Queridos amigos!
Parabéns e obrigada pela participação.
Um beijo,
Regina Sormani
Perguntas de Stella Maris Rezende para Laura Bergallo
1. Escrever para jovens e não ter
o claro objetivo de ensinar, dar lições de moral, facilitar o
entendimento, escrever sobre coisas que se acredita serem do interesse
deles, ou seja, tudo o que distancia o texto da verdadeira Literatura, que
é transgressão, rompimento com a expectativa, trabalho árduo com a
linguagem, não fazer concessões, lidar com metáforas e elipses,
com entrelinhas ou silêncios carregados de diferentes significados, tudo
isso é um grande desafio para nós. O que pensa sobre essa imensa
dificuldade em fazer Literatura e ao mesmo tempo encantar e seduzir o
leitor jovem?
R - Acho que o maior de todos os
desafios não é exatamente fazer Literatura e ao mesmo tempo encantar o
jovem leitor. Esse é, sem dúvida, um grande desafio, ainda mais nos nossos
tempos de tantos “brinquedinhos” tecnológicos de assimilação bem mais
“fácil” e mais passiva, e de marketing muito mais poderoso. Mas, com
relação a escrever literatura juvenil sem o claro objetivo de ensinar ou
dar lições de moral, na minha opinião o maior desafio, mesmo, é ser capaz
de romper as amarras do “politicamente correto” e ter a coragem e a
ousadia de desafiar padrões estabelecidos pelos editores, por setores
importantes da crítica especializada e por muitos daqueles que, em última
análise, fazem a seleção dos livros que os jovens vão ler (uma vez que,
infelizmente, no Brasil, a literatura para jovens só é
maciçamente consumida através da escola, pública ou privada). Esse é um
desafio realmente complicado, já que quem vai “consumir” o livro não foi
quem o escolheu; são dois públicos distintos, em alguns aspectos até mesmo
opostos. Encaixo aqui um pequeno texto do escritor Mario Vargas Llosa, que
expressa exatamente o que sinto a esse respeito: “A literatura não é
edificante, ela não mostra a vida como ela deveria ser. Ela antes, mais
amiúde, ilumina em suas expressões mais audaciosas, com suas imagens,
fantasias e símbolos, aspectos que, por uma questão de tato, bom, gosto,
higiene moral ou saúde histórica, tratamos de escamotear da vida que
levamos”. Como conciliar essa postura com as “necessidades” de um mercado
(de literatura infanto-juvenil) que precisa “prosperar”? Pergunta
dificílima de ser respondida...
2. Quais são os seus autores
preferidos, entre estrangeiros e brasileiros? Se quiser, diga o motivo da
preferência.
R - Desde que me alfabetizei li
de tudo um pouco. Sempre tive uma imensa curiosidade de conhecer todos os
tipos e estilos literários, de todas as épocas e lugares, sem preconceitos
de nenhuma espécie. Ler, para mim, sempre foi uma viagem, um inigualável
prazer. Assim, entre os clássicos brasileiros, posso citar meu preferido
(que é um lugar- comum, sei bem): Machado de Assis. Entre todos os seus
livros, dois me chamam especial atenção: “Memórias Póstumas de Brás Cubas”
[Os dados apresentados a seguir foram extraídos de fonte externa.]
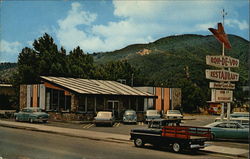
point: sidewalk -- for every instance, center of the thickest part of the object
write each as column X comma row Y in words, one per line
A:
column 67, row 131
column 111, row 137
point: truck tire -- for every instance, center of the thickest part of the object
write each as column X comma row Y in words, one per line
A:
column 138, row 142
column 31, row 120
column 176, row 147
column 212, row 137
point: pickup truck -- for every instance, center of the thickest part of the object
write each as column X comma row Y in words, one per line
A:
column 163, row 132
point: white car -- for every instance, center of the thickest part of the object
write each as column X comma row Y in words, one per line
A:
column 173, row 114
column 104, row 117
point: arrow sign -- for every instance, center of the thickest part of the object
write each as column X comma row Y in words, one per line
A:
column 222, row 61
column 222, row 75
column 221, row 96
column 221, row 85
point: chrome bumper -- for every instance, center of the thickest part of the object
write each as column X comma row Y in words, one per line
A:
column 198, row 146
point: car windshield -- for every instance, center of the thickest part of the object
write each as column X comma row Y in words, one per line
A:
column 32, row 110
column 36, row 110
column 152, row 112
column 130, row 113
column 174, row 112
column 104, row 114
column 239, row 114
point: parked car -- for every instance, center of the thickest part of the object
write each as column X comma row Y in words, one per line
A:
column 160, row 123
column 240, row 115
column 104, row 117
column 152, row 114
column 130, row 116
column 228, row 130
column 241, row 120
column 173, row 114
column 32, row 114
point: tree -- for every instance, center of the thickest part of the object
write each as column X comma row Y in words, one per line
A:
column 80, row 65
column 28, row 64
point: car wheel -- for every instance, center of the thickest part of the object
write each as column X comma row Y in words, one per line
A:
column 138, row 142
column 212, row 137
column 31, row 120
column 176, row 147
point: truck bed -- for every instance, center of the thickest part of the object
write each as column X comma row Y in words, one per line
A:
column 186, row 132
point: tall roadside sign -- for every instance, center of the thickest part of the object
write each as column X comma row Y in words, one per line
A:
column 222, row 89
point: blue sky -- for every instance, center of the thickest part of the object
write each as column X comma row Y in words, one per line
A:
column 106, row 25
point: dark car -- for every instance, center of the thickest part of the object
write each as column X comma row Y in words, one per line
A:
column 228, row 130
column 104, row 117
column 152, row 114
column 130, row 116
column 32, row 114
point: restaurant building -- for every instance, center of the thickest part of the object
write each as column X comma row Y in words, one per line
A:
column 79, row 99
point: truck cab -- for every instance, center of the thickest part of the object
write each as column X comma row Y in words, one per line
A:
column 169, row 133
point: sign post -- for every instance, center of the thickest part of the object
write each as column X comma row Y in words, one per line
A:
column 222, row 92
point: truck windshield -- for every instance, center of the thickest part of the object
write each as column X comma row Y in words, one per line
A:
column 152, row 112
column 104, row 114
column 129, row 113
column 174, row 112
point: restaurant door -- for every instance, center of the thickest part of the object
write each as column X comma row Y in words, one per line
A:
column 113, row 105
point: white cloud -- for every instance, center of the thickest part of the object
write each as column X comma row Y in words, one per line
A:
column 9, row 50
column 140, row 22
column 242, row 25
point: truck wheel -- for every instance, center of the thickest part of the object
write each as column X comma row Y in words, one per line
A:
column 176, row 147
column 138, row 142
column 31, row 120
column 212, row 137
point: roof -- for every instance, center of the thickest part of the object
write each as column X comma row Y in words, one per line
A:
column 89, row 86
column 5, row 85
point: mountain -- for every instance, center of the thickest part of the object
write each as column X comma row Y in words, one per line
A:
column 168, row 59
column 6, row 70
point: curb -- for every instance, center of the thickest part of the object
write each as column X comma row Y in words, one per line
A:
column 116, row 140
column 221, row 153
column 109, row 139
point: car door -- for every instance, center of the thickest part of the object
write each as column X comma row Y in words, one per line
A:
column 26, row 115
column 219, row 130
column 21, row 115
column 232, row 130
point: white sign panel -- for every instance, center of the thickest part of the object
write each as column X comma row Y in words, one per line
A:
column 222, row 61
column 222, row 96
column 221, row 85
column 222, row 75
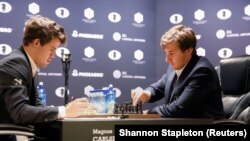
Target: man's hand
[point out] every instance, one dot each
(140, 96)
(79, 107)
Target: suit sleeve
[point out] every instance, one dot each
(16, 102)
(200, 85)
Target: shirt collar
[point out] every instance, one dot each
(178, 72)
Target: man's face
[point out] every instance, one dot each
(175, 57)
(46, 53)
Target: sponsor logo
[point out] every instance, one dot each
(60, 91)
(89, 52)
(5, 7)
(224, 14)
(199, 15)
(114, 17)
(34, 8)
(225, 53)
(76, 73)
(89, 14)
(117, 74)
(62, 12)
(248, 50)
(5, 49)
(123, 37)
(176, 18)
(76, 34)
(247, 13)
(138, 20)
(114, 55)
(138, 55)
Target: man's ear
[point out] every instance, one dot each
(190, 50)
(36, 42)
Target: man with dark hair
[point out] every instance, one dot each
(19, 100)
(190, 86)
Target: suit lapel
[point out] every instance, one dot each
(168, 87)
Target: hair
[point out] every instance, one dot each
(184, 36)
(44, 29)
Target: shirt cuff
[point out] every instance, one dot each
(61, 112)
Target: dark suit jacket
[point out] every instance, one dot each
(196, 94)
(18, 96)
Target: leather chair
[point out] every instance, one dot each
(234, 75)
(20, 132)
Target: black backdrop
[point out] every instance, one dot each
(117, 42)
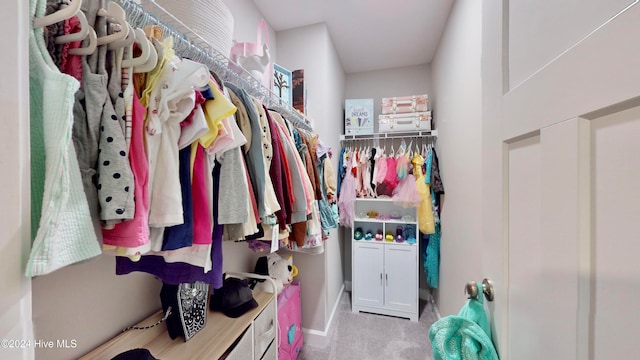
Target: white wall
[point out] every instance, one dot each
(494, 75)
(245, 21)
(457, 114)
(310, 48)
(409, 80)
(539, 31)
(15, 301)
(328, 131)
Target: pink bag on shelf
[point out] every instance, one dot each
(254, 58)
(405, 104)
(289, 323)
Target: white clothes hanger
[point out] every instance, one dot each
(116, 14)
(124, 43)
(83, 33)
(152, 61)
(145, 48)
(89, 49)
(60, 15)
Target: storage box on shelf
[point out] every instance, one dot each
(250, 336)
(404, 122)
(405, 104)
(385, 268)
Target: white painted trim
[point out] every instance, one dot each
(426, 296)
(317, 338)
(549, 96)
(335, 308)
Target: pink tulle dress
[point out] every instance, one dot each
(405, 193)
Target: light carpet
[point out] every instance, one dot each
(365, 336)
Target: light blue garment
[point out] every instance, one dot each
(466, 336)
(255, 156)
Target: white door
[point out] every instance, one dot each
(401, 277)
(368, 274)
(565, 260)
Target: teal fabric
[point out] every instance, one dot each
(432, 258)
(466, 336)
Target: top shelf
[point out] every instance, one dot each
(148, 12)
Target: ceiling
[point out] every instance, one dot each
(368, 34)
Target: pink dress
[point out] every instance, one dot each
(202, 227)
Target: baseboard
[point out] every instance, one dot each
(335, 308)
(317, 338)
(426, 296)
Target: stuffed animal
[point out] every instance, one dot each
(280, 270)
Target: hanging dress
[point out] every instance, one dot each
(425, 213)
(61, 221)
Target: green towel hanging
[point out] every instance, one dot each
(466, 336)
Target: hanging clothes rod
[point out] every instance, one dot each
(432, 134)
(190, 45)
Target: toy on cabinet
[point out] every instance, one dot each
(281, 270)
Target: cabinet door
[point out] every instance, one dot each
(368, 262)
(401, 277)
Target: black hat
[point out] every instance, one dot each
(135, 354)
(234, 298)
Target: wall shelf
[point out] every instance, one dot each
(190, 43)
(432, 134)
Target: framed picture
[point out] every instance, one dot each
(282, 81)
(358, 116)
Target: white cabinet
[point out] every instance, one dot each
(385, 273)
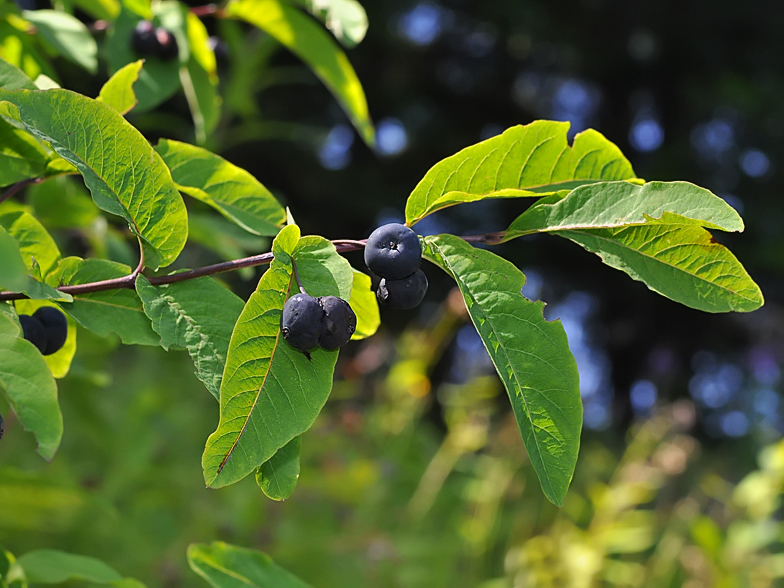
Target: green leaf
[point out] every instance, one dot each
(158, 79)
(680, 261)
(108, 311)
(270, 392)
(59, 362)
(227, 566)
(118, 92)
(47, 566)
(615, 204)
(531, 356)
(198, 315)
(13, 272)
(321, 270)
(345, 18)
(67, 35)
(277, 477)
(525, 161)
(13, 78)
(30, 388)
(315, 47)
(99, 9)
(230, 190)
(124, 174)
(15, 275)
(365, 305)
(21, 156)
(200, 80)
(35, 243)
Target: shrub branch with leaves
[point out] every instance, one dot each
(269, 392)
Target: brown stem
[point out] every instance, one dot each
(129, 282)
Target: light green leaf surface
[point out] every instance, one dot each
(365, 305)
(270, 392)
(35, 243)
(524, 161)
(67, 35)
(158, 79)
(125, 176)
(100, 9)
(277, 477)
(531, 355)
(13, 78)
(15, 274)
(680, 261)
(59, 362)
(198, 315)
(322, 271)
(345, 18)
(21, 156)
(116, 311)
(118, 92)
(29, 387)
(615, 204)
(47, 566)
(230, 190)
(316, 48)
(227, 566)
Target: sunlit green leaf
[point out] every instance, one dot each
(615, 204)
(124, 174)
(13, 78)
(365, 305)
(531, 356)
(277, 477)
(680, 261)
(35, 243)
(21, 156)
(198, 315)
(47, 566)
(524, 161)
(67, 35)
(345, 18)
(314, 46)
(118, 92)
(270, 392)
(227, 566)
(108, 311)
(229, 189)
(29, 387)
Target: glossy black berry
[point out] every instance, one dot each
(405, 293)
(301, 322)
(167, 43)
(144, 40)
(33, 331)
(56, 327)
(339, 324)
(393, 251)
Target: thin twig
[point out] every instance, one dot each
(129, 282)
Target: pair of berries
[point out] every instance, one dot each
(47, 329)
(148, 41)
(326, 321)
(393, 252)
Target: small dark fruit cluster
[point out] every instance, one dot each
(393, 252)
(47, 329)
(149, 41)
(326, 321)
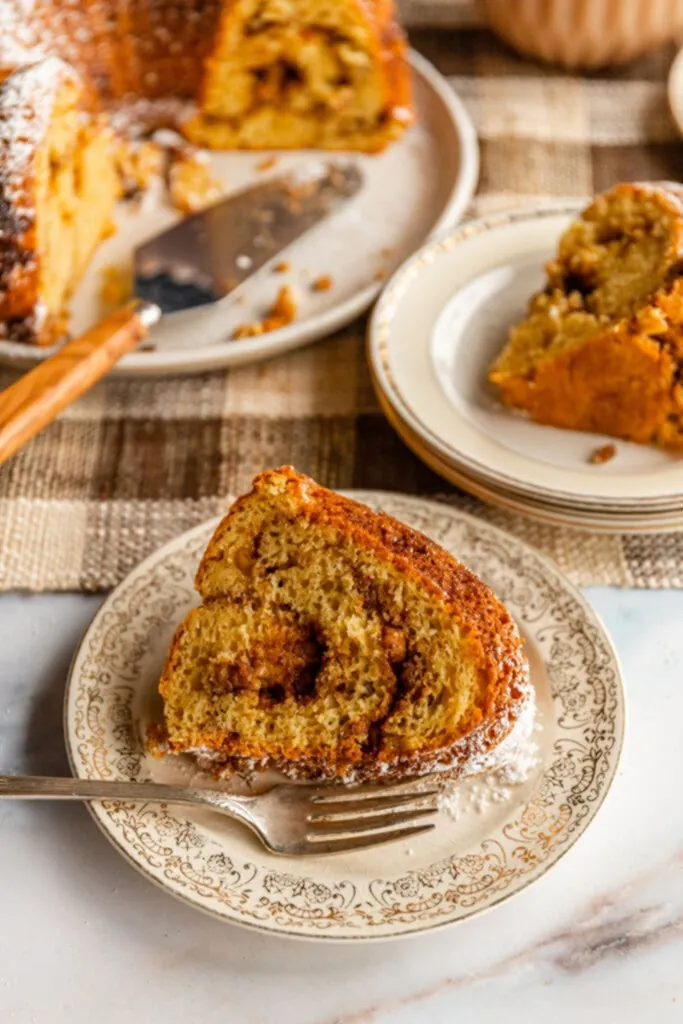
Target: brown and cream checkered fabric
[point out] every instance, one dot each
(137, 461)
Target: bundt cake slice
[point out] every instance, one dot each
(57, 189)
(601, 347)
(335, 642)
(292, 74)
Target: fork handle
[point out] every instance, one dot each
(43, 787)
(37, 397)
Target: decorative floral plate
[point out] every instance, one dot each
(492, 840)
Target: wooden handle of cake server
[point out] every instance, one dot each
(40, 395)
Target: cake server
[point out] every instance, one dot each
(197, 262)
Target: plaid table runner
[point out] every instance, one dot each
(136, 462)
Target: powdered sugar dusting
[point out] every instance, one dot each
(517, 758)
(26, 104)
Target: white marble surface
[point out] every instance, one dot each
(84, 938)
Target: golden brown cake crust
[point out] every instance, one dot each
(144, 61)
(489, 634)
(27, 100)
(623, 378)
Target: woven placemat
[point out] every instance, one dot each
(136, 462)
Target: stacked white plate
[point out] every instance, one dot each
(437, 328)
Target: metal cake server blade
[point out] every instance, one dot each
(204, 257)
(197, 262)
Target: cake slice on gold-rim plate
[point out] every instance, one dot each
(601, 347)
(335, 642)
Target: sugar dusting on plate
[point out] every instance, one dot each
(481, 793)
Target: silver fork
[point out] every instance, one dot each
(294, 820)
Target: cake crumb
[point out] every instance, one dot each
(284, 311)
(138, 163)
(322, 284)
(600, 455)
(191, 183)
(266, 164)
(116, 287)
(156, 740)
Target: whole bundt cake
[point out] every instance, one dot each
(336, 642)
(278, 74)
(58, 186)
(601, 346)
(229, 74)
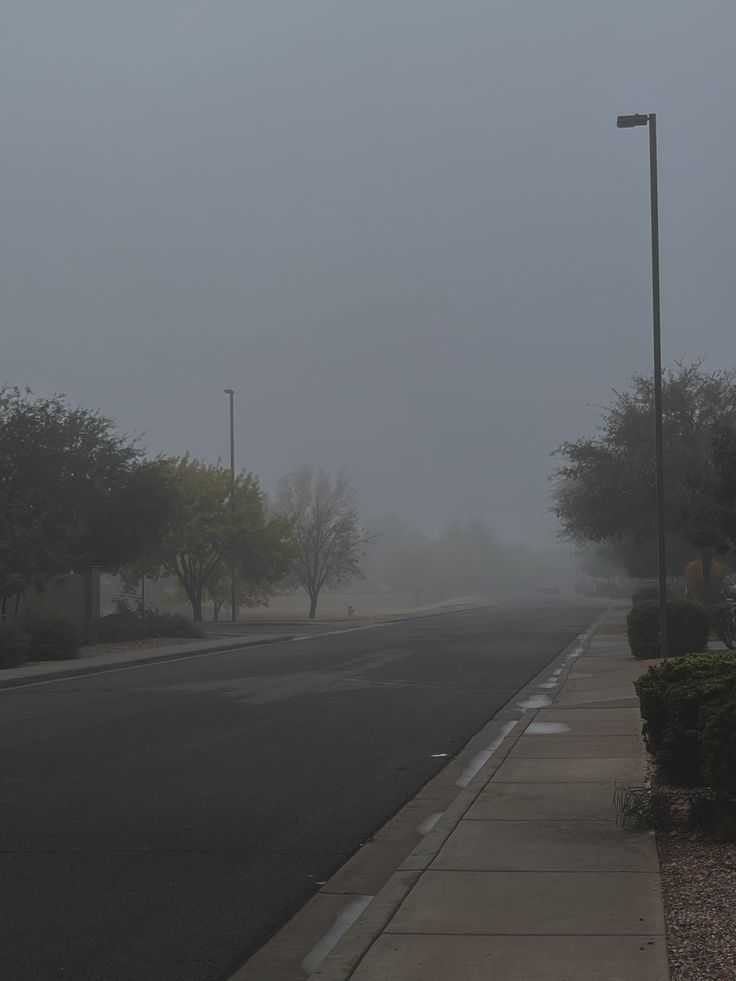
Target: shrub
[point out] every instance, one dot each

e “Esaú e Jacó” – duas obras tão diferentes entre si que não saberia responder
o porquê dessa minha preferência. Também gosto demais dos escritores
latino-americanos, com destaque especial para Gabriel Garcia Marquez e
Mario Vargas Llosa. “O Amor nos Tempos do Cólera” (entre outros igualmente
maravilhosos), do primeiro, é um dos mais emocionantes livros que já li, e
se liga muito estreitamente a um período de minha vida do qual sinto
imensa saudade. Do segundo, amo em particular “Pantaleón e as
Visitadoras”, “A Casa Verde” e “Tia Julia e o Escrevinhador”. Finalmente,
não poderia esquecer a autora de livros tão emocionantes quanto “A Casa
dos Espíritos”, “De Amor e de Sombra”, “Eva Luna” e “Paula”: Isabel
Allende, em sua primeira fase (não gosto tanto de suas obras
mais recentes). Quanto aos escritores de países mais longínquos que
me vêm agora à memória, poderia citar Émile Zola, Eça de Queiroz, Kafka,
Milan Kundera, José Saramago, Lewis Carroll e muitos outros por quem me
apaixonei. Lista eclética, não é mesmo? E, como eu disse antes, totalmente
sem preconceitos...
3. O que pensa dos best-sellers?
Vendem muito bem, mas em geral não recebe prêmios literários, não são
considerados Literatura. Existiria um modo de um livro se tornar
best-seller e ser de alta qualidade literária? Poderia citar
alguns exemplos?
R - Também não tenho nenhum
preconceito contra best-sellers, a priori – isso seria uma redundância? Já
li alguns de que gostei bastante, e muitos outros que detestei, me
perguntando como é possível alguém gostar de tamanha porcaria. Como
não especialista (sou amadora) na área de Literatura (tenho formação em
Comunicação Social, sou apenas uma jornalista que escreve livros), posso
somente falar de gosto, de opinião; não me sinto à vontade para fazer
julgamentos técnicos. Entretanto, acho precipitado colocarmos todos os
best-sellers no mesmo saco – o que cai na preferência do público nem
sempre é bom, mas não é necessariamente ruim.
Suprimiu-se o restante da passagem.